Interpretatie rapportage
Per schaal (range varieert): Hoe hoger de score, hoe meer problemen op deze schaal/dit gebied.
Zeer laag: zeer lage score tov leeftijdgenoten/score in percentiel 0-5. Laag: score in percentiel 5-20. Benedengemiddeld: score in percentiel 20-40. Gemiddeld: gemiddelde score tov leeftijdgenoten/score in percentiel 40-60. Bovengemiddeld: grensgebied significante problemen bij de jeugdige/score in percentiel 6080. Hoog: klinisch significante problemen bij de jeugdige/score in percentiel 80-95. Zeer hoog: zeer ernstige problemen bij de jeugdige/score in percentiel 95-100. Totaal (0-180): Hoe hoger de score, hoe meer problemen er bij de jeugdige aanwezig zijn.

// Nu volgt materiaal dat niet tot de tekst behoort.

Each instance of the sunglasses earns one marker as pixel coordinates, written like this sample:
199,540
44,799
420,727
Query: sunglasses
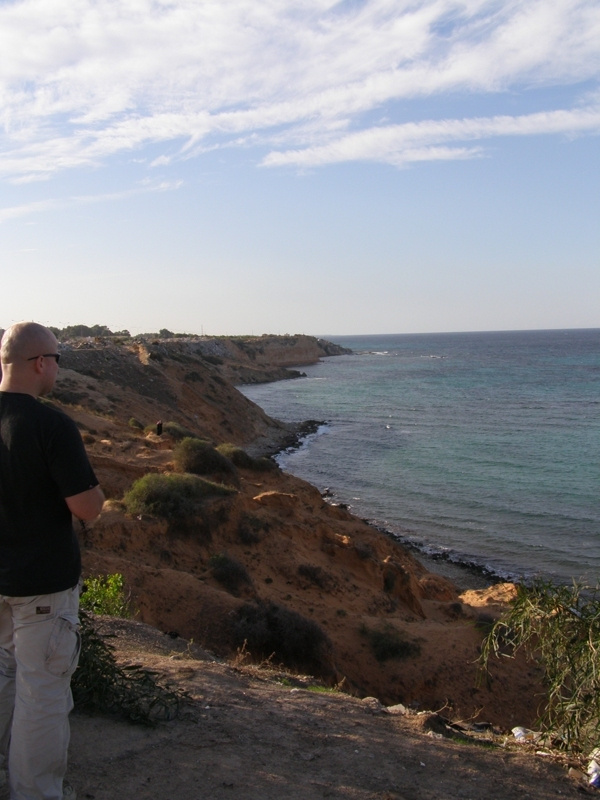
46,355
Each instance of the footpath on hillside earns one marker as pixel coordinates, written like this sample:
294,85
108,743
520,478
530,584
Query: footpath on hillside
253,734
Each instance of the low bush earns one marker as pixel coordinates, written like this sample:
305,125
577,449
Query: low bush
105,594
229,572
267,630
387,642
559,628
171,496
99,684
236,455
200,458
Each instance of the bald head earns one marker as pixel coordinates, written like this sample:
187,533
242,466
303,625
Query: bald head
25,340
26,365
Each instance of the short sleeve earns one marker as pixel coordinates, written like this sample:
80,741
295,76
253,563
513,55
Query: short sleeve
67,459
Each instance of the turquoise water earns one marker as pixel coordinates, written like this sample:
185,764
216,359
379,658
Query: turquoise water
481,447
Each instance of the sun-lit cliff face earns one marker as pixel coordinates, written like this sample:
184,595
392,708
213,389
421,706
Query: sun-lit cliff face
387,627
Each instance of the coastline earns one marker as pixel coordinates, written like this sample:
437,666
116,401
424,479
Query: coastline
464,576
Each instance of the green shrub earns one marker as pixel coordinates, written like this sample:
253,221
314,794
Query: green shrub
171,496
100,684
200,458
229,572
387,642
105,594
236,455
268,630
559,627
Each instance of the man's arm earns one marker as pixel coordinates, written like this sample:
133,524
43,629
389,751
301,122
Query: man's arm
86,505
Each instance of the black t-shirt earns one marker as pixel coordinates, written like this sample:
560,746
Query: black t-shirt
42,461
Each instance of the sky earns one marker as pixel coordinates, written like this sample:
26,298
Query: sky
300,166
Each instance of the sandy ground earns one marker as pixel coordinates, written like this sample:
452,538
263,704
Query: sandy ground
254,734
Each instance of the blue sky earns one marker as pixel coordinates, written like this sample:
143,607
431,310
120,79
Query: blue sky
300,166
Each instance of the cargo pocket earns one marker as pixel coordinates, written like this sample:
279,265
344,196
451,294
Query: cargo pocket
64,647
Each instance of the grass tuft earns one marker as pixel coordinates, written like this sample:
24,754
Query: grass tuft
171,496
559,627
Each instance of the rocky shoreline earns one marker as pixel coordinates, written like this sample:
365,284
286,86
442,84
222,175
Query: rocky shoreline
293,551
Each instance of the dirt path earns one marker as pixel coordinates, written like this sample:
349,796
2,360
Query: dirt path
251,738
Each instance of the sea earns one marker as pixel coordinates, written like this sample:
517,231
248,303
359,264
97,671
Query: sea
476,449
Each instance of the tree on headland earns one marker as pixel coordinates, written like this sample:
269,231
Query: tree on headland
82,331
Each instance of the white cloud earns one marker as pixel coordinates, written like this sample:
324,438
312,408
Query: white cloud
59,203
81,81
398,144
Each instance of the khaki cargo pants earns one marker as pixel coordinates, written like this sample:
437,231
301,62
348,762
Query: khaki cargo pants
39,650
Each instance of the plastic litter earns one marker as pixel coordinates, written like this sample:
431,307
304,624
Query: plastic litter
525,735
594,768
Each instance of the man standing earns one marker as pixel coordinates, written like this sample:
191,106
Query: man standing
45,478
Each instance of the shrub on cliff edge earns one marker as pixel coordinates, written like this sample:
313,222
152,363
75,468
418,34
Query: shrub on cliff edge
559,627
201,458
268,630
171,496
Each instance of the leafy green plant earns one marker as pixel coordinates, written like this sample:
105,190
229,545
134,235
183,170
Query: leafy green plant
105,594
229,572
200,458
558,626
99,684
387,642
171,496
270,631
236,455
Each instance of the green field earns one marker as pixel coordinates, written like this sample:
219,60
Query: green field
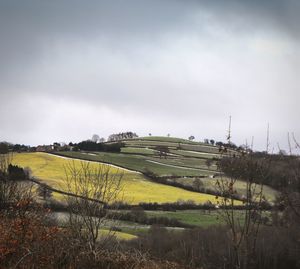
140,163
135,189
240,186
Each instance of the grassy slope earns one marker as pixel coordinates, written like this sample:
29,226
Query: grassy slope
137,163
136,188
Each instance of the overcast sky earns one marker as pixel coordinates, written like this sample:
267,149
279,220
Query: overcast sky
70,69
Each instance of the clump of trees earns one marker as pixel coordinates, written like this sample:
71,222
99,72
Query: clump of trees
89,145
121,136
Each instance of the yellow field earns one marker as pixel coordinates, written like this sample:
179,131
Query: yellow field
136,188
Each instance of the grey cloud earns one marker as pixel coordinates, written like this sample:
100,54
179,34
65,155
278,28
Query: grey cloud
159,65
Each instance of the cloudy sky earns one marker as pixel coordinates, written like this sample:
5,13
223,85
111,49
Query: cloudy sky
70,68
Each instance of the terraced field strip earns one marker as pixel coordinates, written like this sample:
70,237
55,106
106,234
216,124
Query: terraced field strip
181,167
132,162
136,150
135,188
182,162
196,154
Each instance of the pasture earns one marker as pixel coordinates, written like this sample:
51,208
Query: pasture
135,187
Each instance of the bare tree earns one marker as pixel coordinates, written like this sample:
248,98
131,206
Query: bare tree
243,227
94,187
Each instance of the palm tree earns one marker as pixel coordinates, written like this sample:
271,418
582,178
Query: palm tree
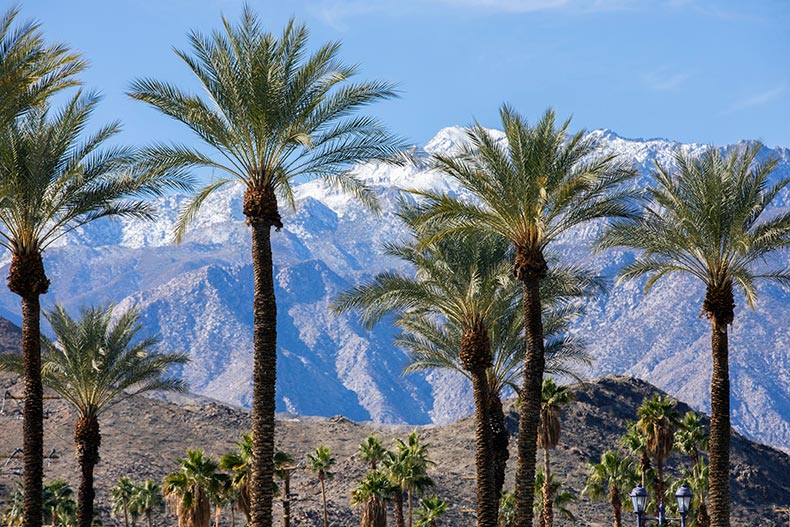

Handycard Zorgmonitor 3 OQ-45, RS-12 en WHODAS RS-12 (Remoralisatieschaal) Meet de generieke effecten van de behandeling aan jeugdigen, in aanvulling op symptoomreductie. De RS-12 wordt ingevuld door jeugdigen zelf (18-23 jaar). Totaalscore De mate waarin de jeugdige geremoraliseerd is; de mate van zelfwaardering en hervonden vertrouwen in het eigen kunnen.
Interpretatie rapportage
Totaalscore (12-48): Hoe lager de score op de remoralisatieschaal, hoe meer de jeugdige gedemoraliseerd is en hoe minder de jeugdige geremoraliseerd is. De cut-off score is 36. Lage score: lage score tov leeftijdgenoten/jeugdige is nog onvoldoende geremoraliseerd. Normale score: gemiddelde score tov leeftijdgenoten/jeugdige is voldoende geremoraliseerd.
WHODAS (World Health Organization Disability Assessment Schedule) Geeft een indicatie van het algeheel functioneren van de jeugdige; een indicatie van de ervaren moeilijkheden als gevolg van de gezondheidstoestand. Totaalscore De mate waarin de jeugdige moeilijkheden ervaart ten gevolge van ziektes, aandoeningen of gezondheidsproblemen die kort of lang duren, verwondingen, geestelijke of emotionele problemen en problemen met middelen.
Totaalscore (0-48): Hoe hoger de score op de WHODAS, hoe meer moeilijkheden de jeugdige ervaart ten gevolge van zijn/haar gezondheidstoestand.